Tuesday's election of Benjamin Netanyahu to a fifth term as Israeli prime minister will have a dramatic impact on Israel's future that many Americans are unaware of.
Before the vote, Netanyahu vowed to start extending Israeli sovereignty over the West Bank, home to 2.8 million Palestinians, if he won re-election.
With his victory, Israel now appears headed toward the effective creation of one state between the Jordan River and the Mediterranean — a state in which Palestinian Arabs will outnumber the Jewish population.
Either Israel then grants Palestinians the vote, creating a binational state, or it rules over a majority of mostly disenfranchised Arabs. Even Israeli leaders have referred to this prospect as a form of "apartheid."
This is the road down which Netanyahu appears to be heading, confident of the support of President Donald Trump.
For the past three decades, Israel hewed in principle to the idea of a peace process that would ultimately result in two states, one Palestinian, one Israeli, living side by side.
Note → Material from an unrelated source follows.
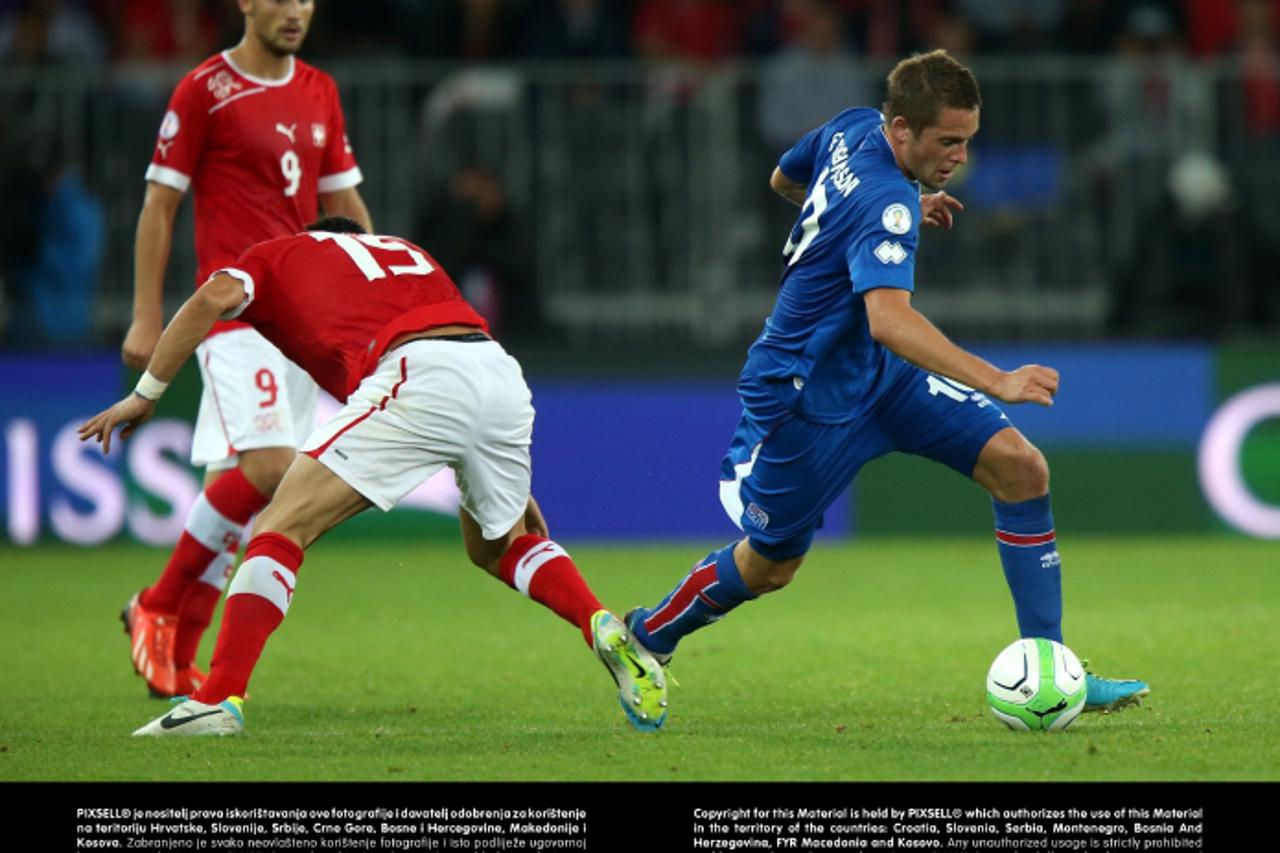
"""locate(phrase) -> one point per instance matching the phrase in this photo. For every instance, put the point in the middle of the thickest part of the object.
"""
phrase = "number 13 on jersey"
(356, 246)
The peace process has been frozen for years, and the Israeli public soured on it after Palestinian terrorist attacks in the 2000s and the Hamas takeover of Gaza.
Over the past several years, however, Israel under Netanyahu had practiced a kind of creeping annexation, legalizing one-time "illegal" settlements on private Palestinian land and extending Israeli sovereignty over aspects of settlers' education and economy on the West Bank.
Netanyahu never made a secret of his disdain for the two-state idea, endorsing only the idea of a "state minus" that would permit few sovereign rights and only apply to patches of the West Bank.